In 2020 resolve not to let debt take over your life. It doesn’t matter whether you have just one or five loan repayments, what matters is the proportion of your monthly income that goes towards these payments. 

If loans keep piling on, you will find one day that you are unable to repay with your regular income stream. Getting stuck even with one large sized housing loan can be a bother, if say your job is not secure or you want to change your profession. Unfortunately, loans tie you down and you will realise that only when it is already too late. 

However, there are ways to renew your finances by reducing debt. Here are some suggestions. 

1. Save more, stop impulse buying

 Building the habit of saving will automatically bring down some of the last mile debt, credit card overdrafts and instalments on new gadgets. While many of these instalments are interest free, if you pile on too many such monthly repayments, at one point your salary will not be enough to pay them all. Then you may take on another personal loan to help you pay back all the small ones you have. 

A better option, instead of funding your purchases, vacations and electronics on loan is to first save. Put aside 20%-25% of your salary every month as savings. Plan your spends in advance so that you can invest regularly to build a corpus that enables you to afford spending. Systematic investment plans in mutual funds can help you do just that. 

2. Stop adding new loans 

A delay in your credit card payment too, technically is a loan. You will end up paying exorbitant interest at a monthly rate of 3%-3.5% if you delay payments on your card.  You may then decide to make your credit card repayment in monthly instalments too, how many monthly loan repayments can you really afford? 

Are you already living in a house that you bought on a loan? Then think twice before ‘investing’ in another property by taking a loan. Right now, the EMI might seem affordable, but if real estate prices don’t move up or if you don’t get rental income, it becomes a burden to keep paying an EMI. If you keep adding loans, it gives a false sense of security, which can crash if your monthly earnings don’t improve or if your spending habits expand at a faster rate.

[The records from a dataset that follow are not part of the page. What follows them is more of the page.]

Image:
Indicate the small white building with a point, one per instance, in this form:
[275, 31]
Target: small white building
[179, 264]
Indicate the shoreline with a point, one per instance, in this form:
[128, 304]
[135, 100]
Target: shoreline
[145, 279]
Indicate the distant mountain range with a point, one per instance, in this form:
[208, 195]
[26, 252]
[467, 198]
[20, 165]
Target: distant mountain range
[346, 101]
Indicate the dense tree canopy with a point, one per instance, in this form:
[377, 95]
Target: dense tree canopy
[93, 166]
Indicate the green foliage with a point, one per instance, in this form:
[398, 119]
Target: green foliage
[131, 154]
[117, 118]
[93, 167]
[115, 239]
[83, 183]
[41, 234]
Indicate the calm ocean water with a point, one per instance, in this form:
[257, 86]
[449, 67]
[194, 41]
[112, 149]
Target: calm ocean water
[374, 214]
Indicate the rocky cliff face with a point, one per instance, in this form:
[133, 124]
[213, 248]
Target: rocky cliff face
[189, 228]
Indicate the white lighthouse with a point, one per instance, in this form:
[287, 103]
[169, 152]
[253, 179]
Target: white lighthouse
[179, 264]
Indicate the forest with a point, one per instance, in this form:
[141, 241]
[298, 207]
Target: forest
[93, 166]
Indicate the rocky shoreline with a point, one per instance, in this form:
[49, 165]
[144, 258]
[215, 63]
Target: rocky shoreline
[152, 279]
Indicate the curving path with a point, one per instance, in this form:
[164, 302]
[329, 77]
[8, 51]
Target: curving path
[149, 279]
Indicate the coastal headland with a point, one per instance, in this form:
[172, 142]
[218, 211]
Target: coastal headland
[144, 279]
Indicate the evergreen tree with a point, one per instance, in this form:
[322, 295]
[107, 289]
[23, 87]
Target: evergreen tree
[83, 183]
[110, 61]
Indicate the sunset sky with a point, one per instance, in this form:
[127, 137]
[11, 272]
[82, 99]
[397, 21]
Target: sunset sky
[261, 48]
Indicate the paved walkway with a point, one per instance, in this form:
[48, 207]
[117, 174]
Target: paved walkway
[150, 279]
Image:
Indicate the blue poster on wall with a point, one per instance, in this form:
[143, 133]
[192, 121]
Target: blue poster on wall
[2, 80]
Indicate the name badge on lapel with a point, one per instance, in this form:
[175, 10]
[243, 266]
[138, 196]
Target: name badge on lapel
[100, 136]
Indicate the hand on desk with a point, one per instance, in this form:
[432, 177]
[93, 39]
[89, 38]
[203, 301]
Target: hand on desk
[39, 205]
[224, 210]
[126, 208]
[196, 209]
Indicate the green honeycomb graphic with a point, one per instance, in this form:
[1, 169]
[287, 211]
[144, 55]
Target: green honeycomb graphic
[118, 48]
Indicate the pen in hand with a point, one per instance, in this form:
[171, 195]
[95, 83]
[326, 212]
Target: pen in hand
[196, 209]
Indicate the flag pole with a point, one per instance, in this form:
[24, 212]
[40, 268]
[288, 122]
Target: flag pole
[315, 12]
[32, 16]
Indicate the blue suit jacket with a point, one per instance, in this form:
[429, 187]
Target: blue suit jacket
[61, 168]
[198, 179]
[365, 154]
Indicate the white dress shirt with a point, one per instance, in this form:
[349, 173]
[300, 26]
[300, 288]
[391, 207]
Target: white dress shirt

If you are feeling the burden of your loans already, then along with building your savings and slowing down on incremental loans, you need to use surpluses created from your investments to make advance repayment on your large outstanding loans.

3. Prepay with the help of investments 

If you are feeling the burden of your loans already, then along with building your savings and slowing down on incremental loans, you need to use surpluses created from your investments to make advance repayment on your large outstanding loans. While doing this negotiate the monthly repayment lower rather than settling for a shorter loan tenure. Prepayments can free up more monthly cash flow, which in turn can be better utilised to build a monthly investment chain. 

These are not extraordinary steps to take, rather they are crucial if you are struggling with debt. Having too much debt holds us back in every way possible – monetarily, emotionally, and professionally. Think twice before adding another Rs 500 or Rs 1000 payment towards an interest payment, convert it into a regular monthly investment (SIP) instead.